News
Cuban Speaker In Nairobi Over Fate Of Abducted Doctors

Cuba’s parliament speaker is visiting Nairobi in a bid to uncover the fate of two Cuban doctors abducted in Kenya by Somalia-based jihadists almost five years ago, its foreign ministry said.
The mission by Esteban Lazo comes after the Al-Shabaab Islamist militant group claimed that the two doctors had been killed in a US air strike in Somalia last week.
Lazo “has travelled to Kenya in order to engage in urgent procedures with the highest authorities of that country”, Cuba’s foreign ministry said in a statement published on Tuesday.
He is “searching for cooperation and clarification”, following the reports about the deaths of Assel Herrera Correa and Landy Rodriguez Hernandez, who were kidnapped on April 12, 2019, it said.
The foreign ministry was also establishing contacts with the Somali government “and addressed the US government via diplomatic channels on Sunday, February 18, asking for further clarification, and is still awaiting a response”, it said.
The Al-Qaeda-affiliated Al-Shabaab had said in a statement the two doctors were killed in “multiple drone strikes” in the southern Somali city of Jilib on February 15.

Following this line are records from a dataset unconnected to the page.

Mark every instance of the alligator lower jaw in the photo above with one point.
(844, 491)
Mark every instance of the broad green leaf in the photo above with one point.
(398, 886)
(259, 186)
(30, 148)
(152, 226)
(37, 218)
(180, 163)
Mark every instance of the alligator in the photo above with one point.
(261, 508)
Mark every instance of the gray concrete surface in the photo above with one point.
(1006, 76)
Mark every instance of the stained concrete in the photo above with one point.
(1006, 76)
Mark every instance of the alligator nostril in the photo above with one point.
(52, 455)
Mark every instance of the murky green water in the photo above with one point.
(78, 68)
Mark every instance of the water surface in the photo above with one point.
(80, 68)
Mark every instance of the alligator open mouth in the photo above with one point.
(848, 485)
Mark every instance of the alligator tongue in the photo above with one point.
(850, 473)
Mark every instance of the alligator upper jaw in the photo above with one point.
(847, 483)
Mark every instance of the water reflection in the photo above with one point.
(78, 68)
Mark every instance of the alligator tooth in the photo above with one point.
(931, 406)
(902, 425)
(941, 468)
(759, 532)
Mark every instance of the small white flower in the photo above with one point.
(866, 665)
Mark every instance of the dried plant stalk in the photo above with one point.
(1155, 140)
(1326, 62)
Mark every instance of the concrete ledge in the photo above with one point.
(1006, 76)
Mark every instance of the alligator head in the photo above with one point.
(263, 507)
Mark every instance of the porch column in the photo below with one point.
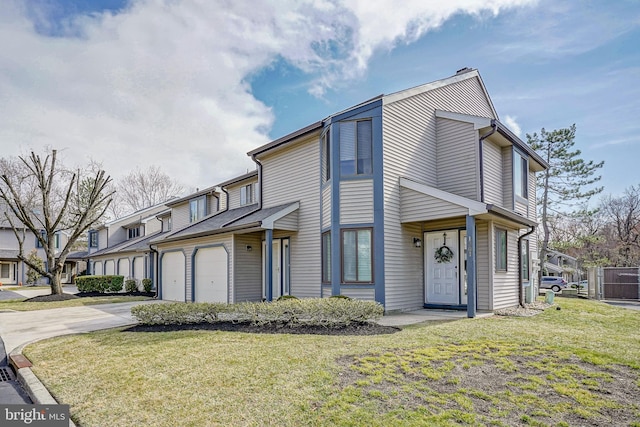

The claims by the Islamist militant group, which has been waging a bloody insurgency against the fragile central government in Mogadishu for 16 years, could not be independently verified.
The US Africa Command, in a statement to AFP on Monday, confirmed that an air strike had been conducted against the Al-Shabaab network near Jilib on that date.
“We are aware of reports of a strike alleged to have killed two civilians,” it said.
“We do not have any further information at this time about these reports, but we do take all claims of civilian casualties seriously.”
Suspected jihadists had seized the two medics in the northeastern Kenyan town of Mandera, where they worked at the local hospital, and took them across the nearby border into Somalia.
One of two police officers escorting the doctors was shot dead.
A top Kenyan government official had said in May 2019 that the kidnappers were demanding $1.5 million for their release.
The doctors were part of a 100-member Cuban medical brigade working in Kenya under a bilateral agreement.
Al-Shabaab has waged a string of deadly assaults in Kenya in retaliation for the East African country’s decision to send troops into Somalia in 2011.
Despite the attacks, the East African country remains a major contributor to the African Union force which backs Mogadishu in its war against the Islamist militants.
Al-Shabaab fighters were driven from the capital and other urban areas in 2011 but they still control swathes of rural Somalia.
The group continues to carry out attacks against security and civilian targets, including in the capital, despite a military counter-offensive launched in August 20220, US air strikes and the AU troops on the ground.
Earlier this month, the AU peacekeeping force known as ATMIS completed the second phase of a troop drawdown after a four-month delay.